Um Orçamento Participativo é um orçamento votado pelos cidadãos. Ou seja, um novo modelo de governação - a política do futuro? Uma realidade que, contudo, não chegou ainda à maioria dos cidadãos, que nem sonham que podem propor projectos de investimento para a sua cidade ou votar naqueles em que quiserem. Porquê? Porque são poucas as cidades que adoptaram este mecanismo, como Lisboa, onde até há pouco isto funcionava pela Internet. E, sobretudo, porque no caso dos lisboetas muitos não usam a Internet.
Lisboa Numérica - eis o nome do projecto apresentado pelo fotógrafo lisboeta Raul Cruz, 41 anos, ao Orçamento Participativo (OP) da Câmara Municipal de Lisboa (CML) para 2010/11. Raul Cruz relança assim, este ano, um projecto aprovado no ano passado pela equipa que analisa a viabilidade técnica das propostas dos cidadãos, tendo o mesmo sido avaliado em 200.000 euros. Porém, em 2009, a proposta não reuniria os votos suficientes para avançar.
Porque ficou o projecto de fora? Uma das razões será a forma escolhida para a votação dos projectos pelos cidadãos: a votação online era, então, a única maneira de participar tanto na apresentação de projectos como na sua votação. Isto faz sentido num país em que 55,4 por cento da população não usa a Internet, a maioria por falta de interesse ou porque não a sabe utilizar? Apesar dos inúmeros incentivos à aquisição de equipamento e formação, um estudo recente do Centro de Investigação e Estudos de Sociologia (CIES) do ISCTE (divulgado em Julho passado, em Lisboa, na 11.ª conferência anual do World Internet Project) concluiu ter Portugal muito caminho para fazer em matéria de massificação do uso da Internet. Cerca de metade dos portugueses que não usam a Internet têm 55 ou mais anos, 20 por cento não têm computador e/ou dinheiro suficiente para pagar o acesso à Internet e metade não vê qualquer interesse na sua utilização.

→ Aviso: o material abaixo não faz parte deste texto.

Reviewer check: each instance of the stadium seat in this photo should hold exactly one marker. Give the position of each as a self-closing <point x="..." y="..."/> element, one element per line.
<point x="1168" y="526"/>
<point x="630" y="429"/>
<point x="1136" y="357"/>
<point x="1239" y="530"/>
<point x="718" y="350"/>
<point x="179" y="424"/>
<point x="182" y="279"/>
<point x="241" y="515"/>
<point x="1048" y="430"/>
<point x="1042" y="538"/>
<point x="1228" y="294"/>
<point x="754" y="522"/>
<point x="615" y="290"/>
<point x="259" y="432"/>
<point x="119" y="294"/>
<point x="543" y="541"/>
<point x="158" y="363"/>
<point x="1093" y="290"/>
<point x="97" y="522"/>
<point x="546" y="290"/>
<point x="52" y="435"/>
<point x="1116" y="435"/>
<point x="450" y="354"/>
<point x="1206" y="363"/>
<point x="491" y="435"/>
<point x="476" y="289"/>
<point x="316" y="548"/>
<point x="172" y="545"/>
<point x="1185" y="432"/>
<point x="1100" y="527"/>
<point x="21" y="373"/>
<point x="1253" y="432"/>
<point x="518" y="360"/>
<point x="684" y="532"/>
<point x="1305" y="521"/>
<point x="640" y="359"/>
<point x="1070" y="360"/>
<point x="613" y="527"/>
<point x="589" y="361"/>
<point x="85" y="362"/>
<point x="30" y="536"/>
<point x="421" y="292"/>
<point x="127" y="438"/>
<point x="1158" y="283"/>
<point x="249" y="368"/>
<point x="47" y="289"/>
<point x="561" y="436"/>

Os dados falam por si e a conclusão em relação a esta nova forma de gerir o dinheiro de uma cidade é que muitos terão sido os lisboetas inibidos de participar na votação dos Orçamentos Participativos de 2008 e 2009 - por não serem capazes de autonomamente se registarem no respectivo site, apresentarem propostas e/ou votarem. No contexto de umas eleições, equivaleria a não permitir o voto aos cidadãos que não sabem ler nem escrever. Um sistema de participação que, embora tenha sido melhorado por via das assembleias participativas de bairro, levadas a cabo este ano por grupos de freguesias, e que permitiram a apresentação de propostas in loco, merecia ser reavaliado, por forma a incluir todos os cidadãos - incluindo os que não usam a Internet.
A votação por telemóvel seria porventura uma solução mais inclusiva, atendendo à popularidade e facilidade de utilização do telemóvel pela generalidade da população portuguesa. Uma solução que, por outro lado, serviria a justeza do sistema de votação, restringindo cada voto a um número telefónico.
O mesmo estudo levado a cabo pelos investigadores do ISCTE confirmou, por outro lado, que as preferências dos portugueses no acesso à informação vão para a televisão e para os jornais - os meios preferidos por perto de 80 por cento dos inquiridos.
Apesar da intenção expressa pela CML no sentido da cabal divulgação pública do OP (nomeadamente através das juntas de freguesia e associações, impressão de cartazes e folhetos, anúncios de imprensa e disponibilização de espaços com acesso gratuito à Internet), a edição de 2009/10 chegou ao conhecimento de poucos. Uma falha que uma boa campanha de televisão decerto colmataria, e que na edição deste ano terá ficado minorada pela organização das referidas assembleias participativas de bairro - que a um tempo permitiram a apresentação de propostas fora da Internet (374 participantes presenciais, segundo a estatística camarária) e a divulgação da iniciativa junto das populações cujas vidas não passam pela Internet. Se o OP quer ser "o rosto de uma nova forma de governação, promovendo a participação directa dos cidadãos na definição das prioridades de investimento para a cidade" - palavras da vereadora da Modernização Administrativa e Descentralização de Lisboa, Graça Fonseca -, a verdade é que há entre os discursos políticos e a realidade um muro erguido pelo desconhecimento. No contexto de umas eleições do sistema representativo, equivaleria a não haver campanha eleitoral, ou a Comissão Nacional de Eleições a divulgação da data.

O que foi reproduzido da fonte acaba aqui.